それでも泣き止まない彼女に苛々と舌打ちをした。それすらも彼女の心にグサリと刺さり、ますます涙が流れ出る。

「ざん、ざす、が」
「………」
「あの人に、ふ、ぇっ」

それでも必死に訴えようとする彼女をじっと見つめる。泣いている彼女を見るのは気分の良いものではない。もちろんベッドの中は例外だ。

「あの、人に、ん、ぐすっ、うぅ…っ」
「なんだ」

話が進まずに涙だけ流す彼女にもう1度問う。彼女はやっと顔を上げたが、涙でぐしゃぐしゃになっている。それほど恐怖を与えてしまったのかと反省の意味を込めて、彼女の頭を優しく撫でた。

「は、ぅ」

嗚咽を繰り返す彼女を宥めるのはどうしたらいいのだろうか。彼は少し考えてから、彼女の腰に手を回し、自分の腕の中へ彼女を閉じ込めた。

「ざんざす、っ」
「落ち着け」

いつものように優しく包まれる。不器用な愛がごく僅かだが伝わってきた。きゅう、と彼のシャツを握りながら彼女はまた口を開いた。
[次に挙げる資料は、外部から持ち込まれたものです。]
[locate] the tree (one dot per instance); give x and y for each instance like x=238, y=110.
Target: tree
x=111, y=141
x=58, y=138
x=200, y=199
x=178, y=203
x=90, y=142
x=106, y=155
「あの人、美人で、ざんざすがあの人に、とら、れたら、ど、しよ、って、ぅ、」

嗚咽がひどくて聞き取りづらいがはっきりと聞こえたそれ。弱々しく吐き出された本音に彼はもう1度舌打ちをした。

「ドカスが」
「っ、ごめ、」
「いらねぇ心配してんじゃねぇ」

めんどくさそうな彼の声。きゅう、と喉の奥が潰れるように痛くなる。それと同時に彼は彼女から少しだけ体を離した。それから掌を額に当てられ、くいっともっと上を向かされる。彼が長身のため見上げるのが疲れる。

「あの状況で何でそんなこと考えてたんだ」
「ほ、ほかのファミリーはみんな断っ、たのに、あの人だけ、おっけ、したから」
「ミッロマルネファミリー。聞いたことねぇか?」
「え?あ…」

(よくスクアーロが口にしていた有名なファミリーかもしれない…もしかしてあそこと同盟の話が…?)

彼女は再度困ったように下を向く。

「わた、し、あんまり話聞いてなくて…ごめ、なさい…」
「もういい」
「え、?」

一瞬反応が遅れた。今からミッロマルネファミリーに謝りに行けばきっと許してくれるはず。相手はあのヴァリアーなのだから。それなのに彼は興味がないとでも言うように手を払った。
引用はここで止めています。